This appeal is prosecuted to reverse a judgment rendered upon a verdict of the jury which was returned in favor of appellee under the directions of the court, and the testimony must, therefore, be considered in the light most favorable to appellant’s contention. When thus stated, the facts may be said to be as follows: The Arkadelphia Milling Company had purchased an automobile and the draft given in payment thereof by that company had been dishonored. Later H. Flanagin, an employee of the milling company, applied to appellant' to purchase another automobile, and one was shown him which met his approval. He tendered in payment of the automobile a draft drawn by the milling company for the price of the automobile and a letter from the bank upon which the draft was drawn, stating that it would honor a draft not to exceed $600 “covering sale of one Maxwell touring car.” The price of the automobile was $597.75.
The manager of the appellant automobile company refused to accept the draft in payment of the automobile, whereupon appellee, who was the representative of the milling company in Little Bock, was called on the ’phone by Flanagin, who explained the facts to him. Appellee went to the office of appellant and explained that the draft was perfectly good, but appellant’s manager still declined to accept it, whereupon appellee gave his personal check on a local bank for the price of the automobile. This check was paid upon presentation, whereupon Flanagin demandéd possession of the automobile in payment for which the check had been drawn by appellee. Appellant’s manager then stated that he had “put one over,” that is, he had adopted the method pursued to collect the dishonored draft, and he declined to surrender possession of the automobile.
Appellant refused to endorse the draft drawn by the milling company, and that company refused to pay the draft upon the ground that the automobile had not been delivered. Thereupon appellee brought replevin to recover the automobile shown to Flanagin as the one he had purchased. There was no controversy about the value of the automobile and the court directed the jury to return a verdict in favor of appellee for the automobile, or $597.75, its value.

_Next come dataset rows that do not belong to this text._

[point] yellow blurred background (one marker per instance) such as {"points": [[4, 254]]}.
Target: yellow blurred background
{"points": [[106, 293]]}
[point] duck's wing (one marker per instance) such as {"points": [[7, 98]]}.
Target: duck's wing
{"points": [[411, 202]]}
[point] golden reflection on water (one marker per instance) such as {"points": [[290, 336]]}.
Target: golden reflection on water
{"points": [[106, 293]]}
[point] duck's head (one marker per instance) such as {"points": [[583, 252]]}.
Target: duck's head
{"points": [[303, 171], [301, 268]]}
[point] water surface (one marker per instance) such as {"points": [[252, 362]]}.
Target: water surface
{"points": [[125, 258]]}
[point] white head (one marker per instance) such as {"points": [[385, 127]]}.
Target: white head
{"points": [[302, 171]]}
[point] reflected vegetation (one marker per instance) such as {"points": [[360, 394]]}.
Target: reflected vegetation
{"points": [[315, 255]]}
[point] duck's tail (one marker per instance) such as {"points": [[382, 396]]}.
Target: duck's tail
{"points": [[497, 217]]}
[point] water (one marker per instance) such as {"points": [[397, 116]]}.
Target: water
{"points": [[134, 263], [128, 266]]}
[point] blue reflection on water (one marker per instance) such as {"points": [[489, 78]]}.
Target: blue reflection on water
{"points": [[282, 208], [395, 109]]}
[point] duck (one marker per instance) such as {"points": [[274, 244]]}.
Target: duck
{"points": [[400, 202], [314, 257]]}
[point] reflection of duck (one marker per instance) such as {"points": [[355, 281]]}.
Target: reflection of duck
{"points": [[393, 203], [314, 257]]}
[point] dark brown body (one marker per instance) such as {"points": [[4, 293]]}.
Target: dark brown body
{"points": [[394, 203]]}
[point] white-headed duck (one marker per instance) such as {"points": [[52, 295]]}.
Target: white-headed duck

Appellant insists, for a reversal, that replevin is a possessory action and that appellee has shown no sufficient title to maintain a suit for the possession of the automobile, inasmuch as it 'would have been delivered to Flanagin, and not to appellee, had the sale of the automobile been fully completed by delivery. It may be conceded that such is the law; but it does not follow on that account that the judgment must be reversed or the cause dismissed. It is true we have several times said that one may not sue for a tort and recover upon a contract. A number of cases so holding are cited in the case of Grist v. Lee, 124 Ark. 206, which is to the same effect. The reason for the rule was there stated in the language of the Court of Appeals of New York to be that “Pleading and a distinct issue are essential in every system of jurisprudence, and there can be no orderly administration of justice without them. If a party can allege one cause of action, and then recover upon another, his complaint will serve no useful purpose, but rather to ensnare and mislead his adversary.”
The reason given does not apply here, nor does the rule itself. It is true replevin is a possessory action (Spear v. Arkansas National Bank, 111 Ark. 29), but one may bring a replevin suit without asking a delivery of the property previous to the trial. He may have the title to the property adjudged even though he asks no immediate delivery of the property upon an order of delivery, which he may have upon making the affidavit and giving the bond required by law. The cause may proceed to judgment without any delivery of the property prior to the judgment. The nature of the suit is not affected by the failure to issue an order of delivery. Eaton v. Langley, 65 Ark. 448. And the right to a judgment for the possession of the property, or for its value, will not be defeated because the party wrongfully detaining the property has parted with the possession at the time of the suit. Harkey v. Tillman, 40. Ark. 551; Hamilton v. Ford, 46 Ark. 245. The automobile company gave bond and retained the possession of the automobile.
Here there is no change in the cause of action. Appellee asked and w.as granted, relief to which he was not entitled; but that fact furnishes no sufficient reason for refusing him the relief to which the undisputed evidence shows he is entitled. He gave appellant his check upon the express understanding that an automobile would be delivered to Blanagin, and upon the refusal of .appellant so to deliver the automobile appellee was entitled to have his money returned to him. Appellant had no right to keep both the money and the automobile. There was no intention on appellee’s part to pay the outstanding debt of the milling company, and the appropriation of money for that purpose, which was paid for another purpose, was wholly without justification, and appellee is entitled to have a judgment for the money so wrongfully appropriated.
If the cause were dismissed, the trial of another suit would be in the same court, between the same parties, and upon the same testimony, and at its conclusion appellee would be entitled to have the jury told to return a verdict in his favor for the sum of money for which he now has judgment. Such circuity of action is contrary to the spirit and policy of our Code of Practice and will not be required.
The judgment of the court below will be modified, however, so as to permit the recovery only of the amount of the check, and the judgment will thus become purely a money judgment, and, as thus modified, it is affirmed.